Se il Tg1 ha avuto la rassicurante facciona di Enzo Biagi ad accompagnare gli spettatori, il terzo canale, su proposta di Guglielmi, lasciò fare a due critici cinematografici, Enrico Ghezzi e Marco Giusti, forse perché il pazzesco cast che ha solcato l'Italia degli ultimi 25 anni è stato affare da cinema, non da "approfondimento politico". Il bunga bunga ha reso palese la piega da fiction di dubbio gusto presa dai fatti italiani, con quel perverso giro di droga-potere-media-e-puttane che sembra ancora troppo perfetto per non essere scritto a tavolino—The Wire con il Gabibbo. Blob però lo aveva capito sin da subito, agli albori del nuovo mondo. Per questo è così importante.
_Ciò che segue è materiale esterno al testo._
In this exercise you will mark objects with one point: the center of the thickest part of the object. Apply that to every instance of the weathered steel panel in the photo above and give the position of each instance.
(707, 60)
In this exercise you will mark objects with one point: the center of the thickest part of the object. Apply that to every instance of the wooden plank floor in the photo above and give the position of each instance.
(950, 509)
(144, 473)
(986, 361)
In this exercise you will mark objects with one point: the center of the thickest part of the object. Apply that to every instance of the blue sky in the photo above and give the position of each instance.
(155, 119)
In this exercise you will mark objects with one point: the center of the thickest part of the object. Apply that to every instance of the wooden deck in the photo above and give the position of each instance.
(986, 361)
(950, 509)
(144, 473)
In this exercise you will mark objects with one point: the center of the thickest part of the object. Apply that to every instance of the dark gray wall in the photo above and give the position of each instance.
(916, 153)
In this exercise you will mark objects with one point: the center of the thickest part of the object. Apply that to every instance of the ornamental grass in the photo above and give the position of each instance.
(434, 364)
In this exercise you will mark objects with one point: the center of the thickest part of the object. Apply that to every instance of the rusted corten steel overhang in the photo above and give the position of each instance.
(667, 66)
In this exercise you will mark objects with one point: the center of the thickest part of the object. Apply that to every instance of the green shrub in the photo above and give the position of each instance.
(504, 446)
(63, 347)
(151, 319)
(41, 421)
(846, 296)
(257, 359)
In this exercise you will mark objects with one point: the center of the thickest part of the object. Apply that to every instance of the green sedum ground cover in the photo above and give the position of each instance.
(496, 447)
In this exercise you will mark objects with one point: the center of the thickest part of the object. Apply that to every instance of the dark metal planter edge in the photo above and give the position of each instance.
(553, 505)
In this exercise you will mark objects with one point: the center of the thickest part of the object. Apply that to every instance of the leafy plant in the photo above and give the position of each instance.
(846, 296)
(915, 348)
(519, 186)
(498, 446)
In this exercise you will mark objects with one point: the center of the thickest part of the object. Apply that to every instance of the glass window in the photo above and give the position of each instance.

È proprio Ghezzi a ribadirlo in questa intervista a Il Giornale: "[…] Blob è il mio vero film, un film infinito libero da illusioni autoriali. Fare un film vuol dire convincere un sacco di gente a darti dei soldi, un sacco di persone a fare quello che tu pensi, è un fatto di autoritarismo che non mi appartiene. Il cineasta è un lavoro impossibile." Ed ecco come fare, quindi, per renderlo possibile: limitare il budget affidandosi a materiale di recupero, cucire assieme detriti umani e televisivi, applicare geni e casi umani a piacere, mescolare con sapienza e piazzare una mascherina rossa in cima a sinistra sullo schermo.

È davvero necessario che ogni puntata di Blob abbia quella scritta rossa in alto a sinistra sullo schermo, altrimenti potremmo pensare che tutte quelle cose stiano succedendo davvero.